Apertus, l’IA suisse ouverte et multilingue : entre ambitions et premiers tests critiques

Présentation d’Apertus : un modèle d’IA suisse innovant

Lancé récemment, Apertus est un modèle d’intelligence artificielle développé en Suisse, qui se distingue des solutions américaines majeures. Conçu par des équipes issues de l’EPFL, de l’EPFZ ainsi que du Centre suisse de calcul scientifique (CSCS) basé à Lugano, ce projet mise avant tout sur une approche ouverte et un support multilingue étendu.

Les aspects techniques d’Apertus

Une architecture transparente et un entraînement accessible

Apertus propose une architecture, des techniques d’entraînement et une pondération des modèles consultables publiquement. L’ensemble des sources de données utilisées est également documenté, ce qui permet de suivre précisément la récolte des informations qui ont nourri le modèle.

Un corpus d’entraînement diversifié et multilingue

Le modèle a été entraîné sur un important corpus, rassemblant 15 000 milliards de mots (tokens) issus de plus de 1000 langues différentes. Près de 40% du corpus inclut des langues autres que l’anglais, avec une attention particulière portée au suisse allemand et au romanche, différenciant Apertus des nombreux modèles centrés majoritairement sur l’anglais.

Sécurité des données et prise en compte linguistique

Le développement d’Apertus s’appuie uniquement sur des données d’accès libre, dont les informations personnelles ont été supprimées conformément aux demandes de retrait. Ce respect des règles garantit une conformité avec la loi suisse sur la protection des données ainsi qu’avec les exigences de transparence imposées par la législation européenne sur l’intelligence artificielle.

Grâce à l’inclusion ciblée de nombreuses langues, allant des langues internationales majeures aux dialectes minoritaires, Apertus pourrait se positionner comme l’un des modèles les plus diversifiés sur le plan linguistique, selon ses créateurs.

Accès au modèle et modalités d’utilisation

Apertus est conçu principalement comme un outil destiné aux professionnels, plutôt qu’en tant que chatbot grand public. Deux versions sont disponibles via la plateforme Hugging Face, respectivement de 8 et 70 milliards de paramètres. Par comparaison, des experts estiment que GPT-5 compterait jusqu’à 52 milliards de paramètres. Swisscom, principal partenaire stratégique du projet, propose également des services cloud associés.

Pour une découverte plus directe, il est possible d’accéder au chatbot public via publicai.co, initiative du collectif Public AI. En mode non connecté, l’accès se limite au modèle 8B, tandis qu’une inscription permet de tester la version 70B, plus puissante.

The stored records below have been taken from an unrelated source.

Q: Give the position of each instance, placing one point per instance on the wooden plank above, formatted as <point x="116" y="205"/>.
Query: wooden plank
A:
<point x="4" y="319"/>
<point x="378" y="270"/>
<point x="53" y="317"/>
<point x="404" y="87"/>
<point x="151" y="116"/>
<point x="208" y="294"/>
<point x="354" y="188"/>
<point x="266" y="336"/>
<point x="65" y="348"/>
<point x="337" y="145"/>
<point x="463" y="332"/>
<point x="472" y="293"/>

Résultats des premiers tests et limites observées

Les essais réalisés, notamment sur la version la plus performante, ont montré des résultats contrastés. Apertus manifeste certaines limites habituelles des grands modèles de langage, notamment l’absence d’un mode de raisonnement logique, ce qui peut compliquer la résolution de problèmes complexes et entraîner des erreurs factuelles ou des « hallucinations ».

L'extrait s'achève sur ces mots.